Shortage of social workers inhibits adoption

THE shortage of social workers and stringent measures governing the adoption process are to blame for the constraining and discouraging parents adopting children in Namibia.

The Ministry of Gender Equality and Child Welfare Chief Public Relation Officer, Walters Kamaya, said the shortage of social workers has caused a decline in the number of adoptions in the past three years, with 87 adopted children in 2015 and 70 in 2016, and a mere 45 adoptions from July 2017. According to statistics, boys and girls get adopted in equal numbers.

“The waiting list is very long. It is getting longer by the day, month and year. The few social workers are busy with other issues concerning neglected and abused children,” he said.

The ministry has introduced the National Family Register to facilitate the assessment of prospective adoptive parents and to determine their suitability to adopt a child, but Kamaya said that the adoption process depends on a number of issues, such as the biological parents’ consent for the adoption to take place.

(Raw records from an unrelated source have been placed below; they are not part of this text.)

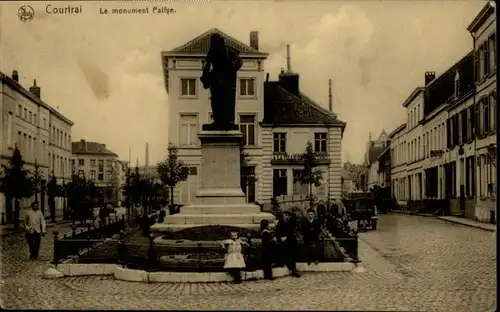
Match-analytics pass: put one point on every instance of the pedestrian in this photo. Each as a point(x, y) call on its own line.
point(234, 262)
point(311, 229)
point(162, 214)
point(268, 249)
point(138, 214)
point(34, 225)
point(285, 233)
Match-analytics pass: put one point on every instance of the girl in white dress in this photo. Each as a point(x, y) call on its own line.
point(234, 260)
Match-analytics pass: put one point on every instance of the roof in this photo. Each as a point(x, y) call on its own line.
point(201, 45)
point(284, 108)
point(442, 89)
point(481, 17)
point(20, 89)
point(90, 148)
point(413, 95)
point(397, 130)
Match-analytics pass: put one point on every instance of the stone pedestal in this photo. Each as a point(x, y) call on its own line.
point(220, 200)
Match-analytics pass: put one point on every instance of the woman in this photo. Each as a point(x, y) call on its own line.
point(268, 249)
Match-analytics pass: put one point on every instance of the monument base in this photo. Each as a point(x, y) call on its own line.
point(220, 200)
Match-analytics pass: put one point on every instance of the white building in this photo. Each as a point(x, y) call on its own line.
point(41, 133)
point(276, 119)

According to Kamaya, this is usually the part that takes long.

“Sometimes it is difficult to get hold of biological parents thus this process could take anything from three months to two years,” he said.
He further said that people from other countries are also free to adopt children in Namibia but there are stringent measures that need to be adhered to before such an adoption can be finalised. An assessment is conducted to determine their suitability and should they qualify, they will be matched with a child in need of care.

Kamaya said two options of adoption are possible, where the identity of the biological parents and the identity of the adoptive parents are known to each other, or when the adoptive parents want the adoption register to be closed to the biological parents. In the second case, the only persons who can have access to the adoption register are the adoptive parents and the child concerned.

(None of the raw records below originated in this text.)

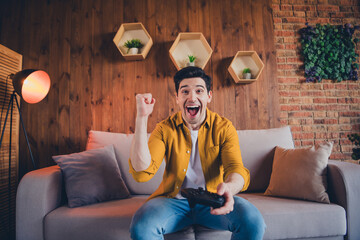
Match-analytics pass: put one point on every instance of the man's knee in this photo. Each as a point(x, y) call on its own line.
point(141, 225)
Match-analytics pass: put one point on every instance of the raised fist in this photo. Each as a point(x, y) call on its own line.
point(144, 104)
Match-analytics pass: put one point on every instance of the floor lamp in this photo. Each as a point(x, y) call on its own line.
point(33, 86)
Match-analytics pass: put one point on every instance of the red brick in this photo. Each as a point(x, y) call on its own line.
point(286, 7)
point(280, 46)
point(328, 8)
point(290, 40)
point(344, 120)
point(321, 107)
point(300, 114)
point(312, 14)
point(280, 60)
point(312, 93)
point(318, 114)
point(277, 20)
point(289, 108)
point(275, 7)
point(299, 14)
point(349, 9)
point(284, 122)
point(336, 107)
point(320, 20)
point(332, 114)
point(307, 107)
point(341, 15)
point(291, 46)
point(304, 8)
point(295, 128)
point(303, 136)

The child concerned only gets access to the register when they turn 18 and it is then up to the child to decide whether they want to contact their biological parents or not.

Kamaya also said sometimes biological parents who gave up their babies for adoption return to claim their babies back. He mentioned that there are no prescribed provision in the current legislation that requires social workers to conduct after-care services, however, social workers do visit the adoptive parents after the adoption to provide such services.

Currently there are only two state-funded orphanages in Namibia, both situated in Windhoek.